Stochastic perturbations of intermittent maps

This thesis studies statistical properties of intermittent maps. We obtain three new results. First we use an Ulam-type discretization scheme to provide {\em{pointwise}} approximations for invariant densities of interval maps with a neutral fixed point. We prove that the approximate invariant density converges pointwise to the true density at a rate $C^*\cdot\frac{\ln m}{m}$, where $C^*$ is a computable fixed constant and $\frac{1}{m}$ is the mesh size of the discretization. We then study intermittent maps in a random setting. In particular, we study a random map $T$ which consists of intermittent maps $\{\tau_{k}\}_{k=1}^{K}$ and a position dependent probability distribution $\{p_{k,\varepsilon}(x)\}_{k=1}^{K}$. We prove existence of a unique absolutely continuous invariant measure (ACIM) for the random map $T$. Moreover, we show that, as $\varepsilon$ goes to zero, the invariant density of the random system $T$ converges in the $L^{1}$-norm to the invariant density of the deterministic intermittent map $\tau_{1}$. The outcome of Chapter \ref{chapACIM} contains a first result on stochastic stability, in the strong sense, of intermittent maps.

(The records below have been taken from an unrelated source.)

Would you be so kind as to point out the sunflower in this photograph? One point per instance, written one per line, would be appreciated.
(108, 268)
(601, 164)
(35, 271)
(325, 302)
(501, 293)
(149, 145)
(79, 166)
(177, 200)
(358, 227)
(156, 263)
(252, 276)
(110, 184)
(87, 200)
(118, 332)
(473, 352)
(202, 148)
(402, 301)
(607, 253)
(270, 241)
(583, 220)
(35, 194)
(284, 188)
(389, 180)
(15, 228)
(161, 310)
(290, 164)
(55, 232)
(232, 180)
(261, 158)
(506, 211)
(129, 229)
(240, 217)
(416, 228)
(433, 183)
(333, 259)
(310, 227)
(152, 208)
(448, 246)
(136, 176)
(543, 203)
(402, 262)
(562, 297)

Finally, we study the problem of correlation decay of random map built from finitely many intermittent maps with a common neutral fixed point. Using a Young-tower technique, we show that the map with the fastest relaxation rate dominates the asymptotics. In particular, we prove that the rate of correlation decay for the annealed dynamics of the random map is the same as the {\em sharp rate} of correlation decay for the map with the fastest relaxation rate.